CARBIS BAY, England—Group of Seven (G-7) leaders agreed on Sunday to raise their contributions to meet an overdue spending pledge of $100 billion a year to help poorer countries cut carbon emissions and cope with global warming, but campaigners said firm cash promises were missing.
Alongside plans billed as helping speed infrastructure funding in developing countries and a shift to renewable and sustainable technology, the world’s seven largest advanced economies again pledged to meet the climate finance target.
But climate groups said the promise made in the summit’s final communique lacked detail, most importantly a figure for the increases. A spokesman for British Prime Minister Boris Johnson said individual nations were expected to set out the size of the increases “in due course.”
In the communique, the seven nations—the United States, Britain, Canada, France, Germany, Italy, and Japan—reaffirmed their commitment to “jointly mobilise $100 billion per year from public and private sources, through to 2025”.
“Towards this end, we commit to each increase and improve our overall international public climate finance contributions for this period and call on other developed countries to join and enhance their contributions to this effort.”
There was a clear push by leaders at the G-7 summit in southwestern England to try to counter China’s increasing influence in the world, particularly among developing nations.
The leaders signaled their desire to build a rival to Beijing’s multi-trillion-dollar Belt and Road initiative but the details were few and far between.
In a statement released late on Saturday, G-7 host British Prime Minister Boris Johnson said, “Protecting our planet is the most important thing we as leaders can do for our people”.
Pledge Overdue
Some green groups were unimpressed with the climate pledges.Catherine Pettengell, director at Climate Action Network, an umbrella group for advocacy organizations, said the G-7 had failed to rise to the challenge of agreeing on concrete commitments on climate finance.
“We had hoped that the leaders of the world’s richest nations would come away from this week having put their money their mouth is,” she said.
Tasneem Essop, executive director at Climate Action International, said rich countries must “put new and additional finance on the table.”
Developed countries agreed at the United Nations in 2009 to together contribute $100 billion each year by 2020 in climate finance to poorer countries, many of whom are grappling with rising seas, storms, and droughts.
That target was not met, derailed in part by the coronavirus pandemic that also forced Britain to postpone the U.N. Climate Change Conference (COP26) until later this year.

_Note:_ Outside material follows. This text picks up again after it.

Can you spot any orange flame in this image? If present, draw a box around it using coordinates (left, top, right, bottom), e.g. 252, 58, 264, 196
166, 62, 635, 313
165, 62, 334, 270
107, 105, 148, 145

The G-7 also said 2021 should be a “turning point for our planet” and to accelerate efforts to cut greenhouse gas emissions and keep the 1.5 Celsius global warming threshold within reach.
European Commission President Ursula von der Leyen said the G-7 leaders had agreed to phase out coal.
The communique seemed less clear, saying, “We have committed to rapidly scale-up technologies and policies that further accelerate the transition away from unabated coal capacity, consistent with our 2030 NDCs and net zero commitment.”
But there were few details on how they would manage to cut emissions, with an absence of specific measures on everything from the phasing out of coal to moving to electric vehicles.
Pettengell said it was encouraging that leaders were recognizing the importance of climate change but their words had to be backed up by specific action on cutting subsidies for fossil fuel development and ending investment in projects such as new oil and gas fields, as well as on climate finance.
British environmentalist David Attenborough appealed to the group to take action.
“We know in detail what is happening to our planet, and we know many of the things we need to do during this decade,” he said in a recorded video address to the meeting.
“Tackling climate change is now as much a political and communications challenge as it is a scientific or technological one. We have the skills to address it in time, all we need is the global will to do so.”